Nigeria’s Annual Education Conference highlights USAID-funded Northern Education Initiative Plus
By Boco Abdul
November 12, 2018
ABUJA – Nigeria’s Annual Education Conference brought together experts, advocates, international partners and policy implementers to discuss emerging issues affecting the quality of basic education in the country.
The conference – themed “Education for Self-Reliance” – included a panel highlighting work from the Northern Education Initiative Plus project, funded by U.S Agency for International Development and implemented by Creative Associates International and its partners.
The project seeks to improve reading skills for more than 1.4 million primary grade learners in Bauchi and Sokoto states, focusing on both formal and non-formal schools. It also works to expand access to education, a priority for USAID.
“We must ensure that every young person has access to education delivered in safe and nurtured environments. Strong partnership is key to long-lasting reforms in the education sector to create more dynamic citizens,” said Deputy Chief of Mission at the U.S Embassy David Young while addressing more than 400 education experts.

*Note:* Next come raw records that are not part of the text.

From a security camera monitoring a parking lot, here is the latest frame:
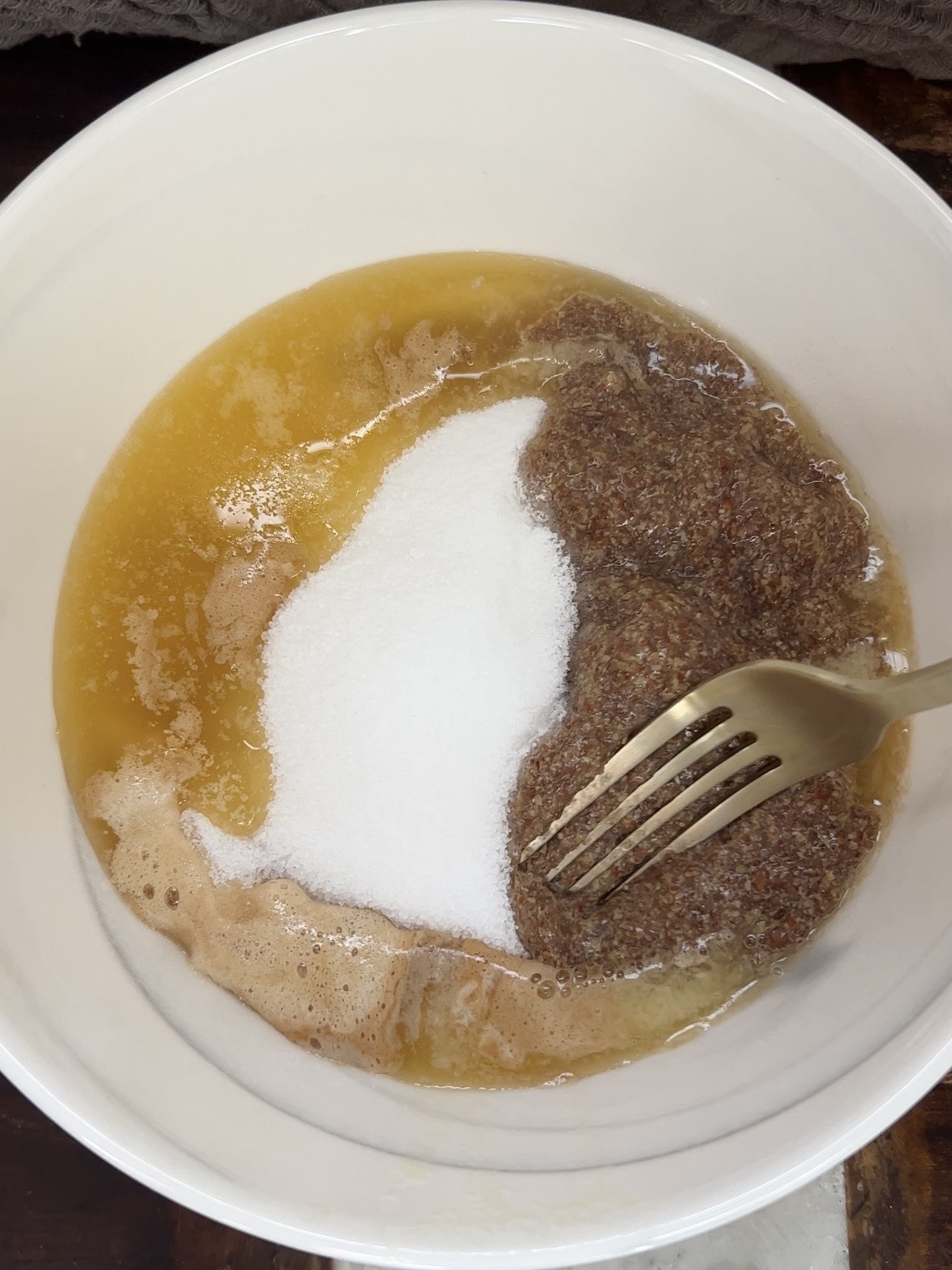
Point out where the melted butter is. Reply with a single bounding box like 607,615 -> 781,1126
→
53,254 -> 910,1086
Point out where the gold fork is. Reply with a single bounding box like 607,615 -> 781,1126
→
519,658 -> 952,894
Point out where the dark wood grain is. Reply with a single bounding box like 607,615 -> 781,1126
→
0,36 -> 952,1270
845,1077 -> 952,1270
782,62 -> 952,204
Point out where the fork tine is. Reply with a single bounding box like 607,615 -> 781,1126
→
569,743 -> 768,892
606,763 -> 796,899
547,719 -> 735,881
519,692 -> 712,863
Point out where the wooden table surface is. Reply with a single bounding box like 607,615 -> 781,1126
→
0,36 -> 952,1270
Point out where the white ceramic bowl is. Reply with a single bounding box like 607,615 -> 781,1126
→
0,0 -> 952,1270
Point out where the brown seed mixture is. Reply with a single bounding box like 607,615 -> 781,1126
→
510,296 -> 879,972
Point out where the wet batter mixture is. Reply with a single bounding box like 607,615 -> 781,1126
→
55,254 -> 910,1086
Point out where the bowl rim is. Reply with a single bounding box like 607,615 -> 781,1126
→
0,0 -> 952,1268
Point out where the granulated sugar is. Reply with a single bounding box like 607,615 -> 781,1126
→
184,399 -> 575,951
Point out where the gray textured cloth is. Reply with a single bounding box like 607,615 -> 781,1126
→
0,0 -> 952,79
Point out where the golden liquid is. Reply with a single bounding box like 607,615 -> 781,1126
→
53,254 -> 909,1083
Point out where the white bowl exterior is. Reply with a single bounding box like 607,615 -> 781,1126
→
0,0 -> 952,1268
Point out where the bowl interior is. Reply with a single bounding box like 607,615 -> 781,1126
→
0,0 -> 952,1266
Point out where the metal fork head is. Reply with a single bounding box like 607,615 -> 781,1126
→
519,662 -> 888,899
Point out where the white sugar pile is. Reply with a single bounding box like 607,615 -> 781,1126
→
184,399 -> 575,951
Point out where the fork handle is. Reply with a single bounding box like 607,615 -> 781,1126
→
870,658 -> 952,720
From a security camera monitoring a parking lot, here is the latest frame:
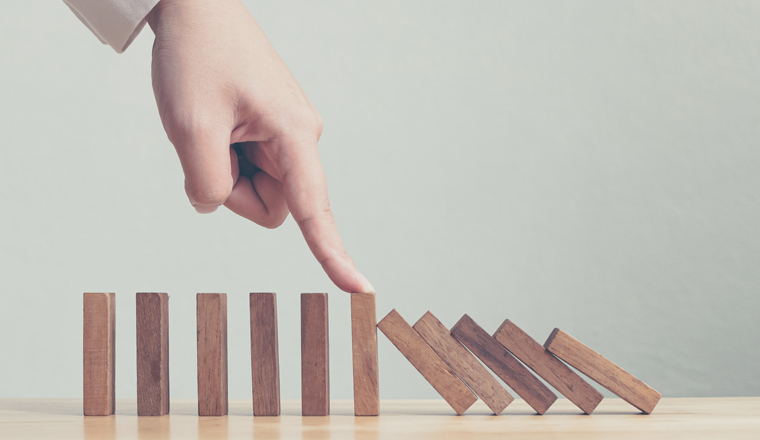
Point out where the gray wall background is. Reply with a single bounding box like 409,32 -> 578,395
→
0,0 -> 760,398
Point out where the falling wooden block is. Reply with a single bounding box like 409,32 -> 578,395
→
493,319 -> 604,414
250,293 -> 280,416
136,292 -> 169,416
351,293 -> 380,416
83,293 -> 116,416
544,328 -> 662,414
301,293 -> 330,416
377,309 -> 478,415
196,293 -> 228,416
413,312 -> 514,415
451,315 -> 557,414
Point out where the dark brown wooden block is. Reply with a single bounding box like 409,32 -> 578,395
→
301,293 -> 330,416
136,292 -> 169,416
413,312 -> 514,415
451,315 -> 557,414
544,328 -> 662,414
196,293 -> 229,416
493,319 -> 604,414
83,293 -> 116,416
351,293 -> 380,416
250,293 -> 280,416
377,309 -> 478,414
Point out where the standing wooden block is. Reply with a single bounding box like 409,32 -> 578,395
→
544,328 -> 662,414
377,309 -> 478,415
301,293 -> 330,416
351,293 -> 380,416
196,293 -> 228,416
83,293 -> 116,416
493,319 -> 604,414
250,293 -> 280,416
414,312 -> 514,415
136,293 -> 169,416
451,315 -> 557,414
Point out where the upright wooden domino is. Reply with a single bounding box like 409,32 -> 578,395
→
351,293 -> 380,416
544,328 -> 662,414
83,293 -> 116,416
301,293 -> 330,416
377,309 -> 478,415
413,312 -> 514,415
250,293 -> 280,416
451,315 -> 557,414
135,292 -> 169,416
196,293 -> 229,416
493,319 -> 603,414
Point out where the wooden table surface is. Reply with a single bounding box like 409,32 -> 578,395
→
0,397 -> 760,440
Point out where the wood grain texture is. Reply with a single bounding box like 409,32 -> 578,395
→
135,292 -> 169,416
413,312 -> 514,415
377,309 -> 478,415
250,293 -> 280,416
83,293 -> 116,416
351,293 -> 380,416
544,328 -> 662,414
451,315 -> 557,414
493,319 -> 604,414
196,293 -> 228,416
301,293 -> 330,416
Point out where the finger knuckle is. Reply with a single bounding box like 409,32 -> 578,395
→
185,180 -> 232,206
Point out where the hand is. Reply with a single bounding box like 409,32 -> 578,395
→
147,0 -> 374,292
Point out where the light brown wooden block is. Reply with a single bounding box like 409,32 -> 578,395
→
136,292 -> 169,416
250,293 -> 280,416
377,309 -> 478,415
544,328 -> 662,414
83,293 -> 116,416
451,315 -> 557,414
196,293 -> 229,416
493,319 -> 604,414
351,293 -> 380,416
301,293 -> 330,416
413,312 -> 515,415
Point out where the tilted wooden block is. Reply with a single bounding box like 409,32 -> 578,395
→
544,328 -> 662,414
377,309 -> 478,414
196,293 -> 229,416
493,319 -> 604,414
250,293 -> 280,416
351,293 -> 380,416
301,293 -> 330,416
451,315 -> 557,414
413,312 -> 514,415
136,292 -> 169,416
83,293 -> 116,416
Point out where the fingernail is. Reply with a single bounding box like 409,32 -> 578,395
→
193,205 -> 222,214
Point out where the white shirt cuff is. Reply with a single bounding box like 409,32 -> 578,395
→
63,0 -> 159,53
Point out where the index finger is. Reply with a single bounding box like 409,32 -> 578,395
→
281,139 -> 375,293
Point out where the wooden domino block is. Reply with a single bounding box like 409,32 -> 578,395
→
250,293 -> 280,416
451,315 -> 557,414
544,328 -> 662,414
377,309 -> 478,415
413,312 -> 514,415
301,293 -> 330,416
136,292 -> 169,416
493,319 -> 604,414
196,293 -> 229,416
83,293 -> 116,416
351,293 -> 380,416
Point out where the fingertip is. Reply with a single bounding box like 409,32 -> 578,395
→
193,204 -> 222,214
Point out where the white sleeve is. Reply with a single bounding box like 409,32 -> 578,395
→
63,0 -> 159,53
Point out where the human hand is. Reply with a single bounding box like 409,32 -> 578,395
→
147,0 -> 374,292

He said since 2014, USAID has invested $91 million to implement education interventions that support young people in Nigerian schools. According to him, “people must have confidence in and be proud of the public school system.”
To sustain USAID’s contributions to the education system, Young explained that the Northern Education Initiative Plus is supporting Nigeria’s government to develop a National Reading Framework that provides a blueprint for how children learn to read.

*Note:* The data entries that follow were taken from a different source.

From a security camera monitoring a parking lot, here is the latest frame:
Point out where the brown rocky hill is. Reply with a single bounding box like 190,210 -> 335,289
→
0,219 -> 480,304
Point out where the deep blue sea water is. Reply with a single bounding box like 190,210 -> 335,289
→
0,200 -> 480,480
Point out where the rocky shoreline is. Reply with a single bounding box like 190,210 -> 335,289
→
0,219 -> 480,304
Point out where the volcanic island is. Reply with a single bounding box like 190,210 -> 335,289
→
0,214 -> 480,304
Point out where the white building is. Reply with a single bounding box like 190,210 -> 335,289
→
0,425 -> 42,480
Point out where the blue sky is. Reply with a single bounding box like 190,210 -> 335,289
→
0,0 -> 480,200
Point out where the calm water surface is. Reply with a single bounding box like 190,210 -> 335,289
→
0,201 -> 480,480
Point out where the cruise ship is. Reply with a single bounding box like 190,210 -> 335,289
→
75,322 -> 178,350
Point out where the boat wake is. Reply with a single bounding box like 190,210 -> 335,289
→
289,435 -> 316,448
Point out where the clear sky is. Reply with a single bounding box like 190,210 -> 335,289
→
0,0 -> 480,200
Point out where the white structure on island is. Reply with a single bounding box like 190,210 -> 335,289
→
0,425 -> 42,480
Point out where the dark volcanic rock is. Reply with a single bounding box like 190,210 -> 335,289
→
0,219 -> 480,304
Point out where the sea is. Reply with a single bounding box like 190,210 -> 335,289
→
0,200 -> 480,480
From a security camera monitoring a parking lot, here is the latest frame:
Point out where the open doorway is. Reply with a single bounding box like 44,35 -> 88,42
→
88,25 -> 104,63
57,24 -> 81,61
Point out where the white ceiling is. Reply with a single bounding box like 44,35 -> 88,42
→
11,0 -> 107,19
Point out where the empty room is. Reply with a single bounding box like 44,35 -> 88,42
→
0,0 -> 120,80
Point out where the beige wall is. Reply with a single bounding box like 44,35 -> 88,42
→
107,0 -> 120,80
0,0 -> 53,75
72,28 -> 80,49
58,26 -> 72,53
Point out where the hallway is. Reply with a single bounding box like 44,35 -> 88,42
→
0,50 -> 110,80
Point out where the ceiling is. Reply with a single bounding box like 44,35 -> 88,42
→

The project builds children’s literacy in Hausa in first grade and ultimately transition to full English instruction in fourth grade. It has trained 1,350 teachers and distributed more than two million textbooks – helping to improve reading skills for about 500,000 children to date.

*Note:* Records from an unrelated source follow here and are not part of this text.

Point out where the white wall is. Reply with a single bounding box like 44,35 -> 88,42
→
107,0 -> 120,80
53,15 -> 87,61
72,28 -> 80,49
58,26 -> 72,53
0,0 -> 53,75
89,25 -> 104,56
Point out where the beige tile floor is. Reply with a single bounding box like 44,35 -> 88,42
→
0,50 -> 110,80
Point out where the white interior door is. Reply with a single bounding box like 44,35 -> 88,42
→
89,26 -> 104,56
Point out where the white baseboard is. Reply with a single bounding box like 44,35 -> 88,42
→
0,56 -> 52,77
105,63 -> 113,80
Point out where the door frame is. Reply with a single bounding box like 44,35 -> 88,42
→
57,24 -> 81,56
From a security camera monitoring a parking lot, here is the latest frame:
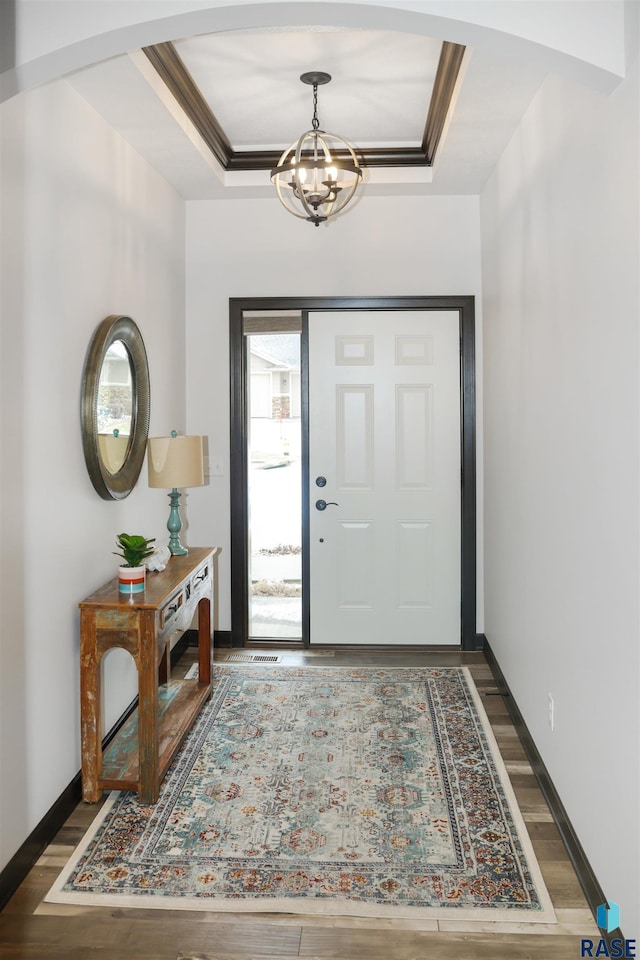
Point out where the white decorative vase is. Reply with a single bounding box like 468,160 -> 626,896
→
118,564 -> 146,597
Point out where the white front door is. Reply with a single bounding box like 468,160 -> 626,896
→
309,310 -> 461,644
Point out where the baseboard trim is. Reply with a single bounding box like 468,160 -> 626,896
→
483,637 -> 621,940
0,630 -> 198,911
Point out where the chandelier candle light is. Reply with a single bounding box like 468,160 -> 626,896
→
271,70 -> 362,227
147,430 -> 204,556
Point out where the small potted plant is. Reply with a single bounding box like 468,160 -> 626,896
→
114,533 -> 155,596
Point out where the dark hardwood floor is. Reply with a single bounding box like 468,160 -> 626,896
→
0,648 -> 599,960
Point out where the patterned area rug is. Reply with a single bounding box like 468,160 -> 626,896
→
46,664 -> 555,923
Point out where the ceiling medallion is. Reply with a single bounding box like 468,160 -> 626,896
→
271,70 -> 362,227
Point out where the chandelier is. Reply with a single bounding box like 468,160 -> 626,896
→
271,70 -> 362,227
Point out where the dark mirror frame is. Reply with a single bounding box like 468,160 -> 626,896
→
80,314 -> 151,500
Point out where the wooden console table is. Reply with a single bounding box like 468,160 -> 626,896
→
79,547 -> 219,803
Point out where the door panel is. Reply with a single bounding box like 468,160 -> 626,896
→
309,310 -> 461,644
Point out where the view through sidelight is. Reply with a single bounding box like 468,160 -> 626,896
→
245,318 -> 302,639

Strengthening government systems
The conference, which was hosted by the Federal Ministry of Education, included a session on systematic approaches to funding, accountability and autonomy as enablers of an improved learning outcomes.
Olakunle Odumosu, a technical consultant with the Northern Education Initiative Plus, presented on the State Education Account, a tool used to demonstrate resource allocation and utilization in the education sector and implemented by the Northern Education Initiative Plus. He noted that the tool allowed state governments to access consolidated data on its education spending, which is then used for effective decision making.
The Northern Education Initiative Plus utilized the State Education Account tool twice. States then used the findings to develop a medium-term sector strategy, prioritized funding for basic education, and included the process in its annual budget as part of its mechanism for demonstrating transparency in education financing.
“The State Education Account report now belongs to the states and they have used it as justification to prioritize funding for inputs in school systems that lead to improved learning outcomes such as teaching and learning materials,” Odumosu said.
Systems Strengthening Specialist for the Northern Education Initiative Plus Musa Salami gave recommendations for sustainability and accountability in education using best practices from the project.
Such practices included conducting an institutional capacity assessment of ministries, departments and agencies of education, supporting local government education authorities to develop capacity building plans using results of the assessment, and encouraging community participation in education.
He said these had resulted in institutionalizing major activities of the project such as printing and distributing reading textbooks, school monitoring and supervision and teacher professional development.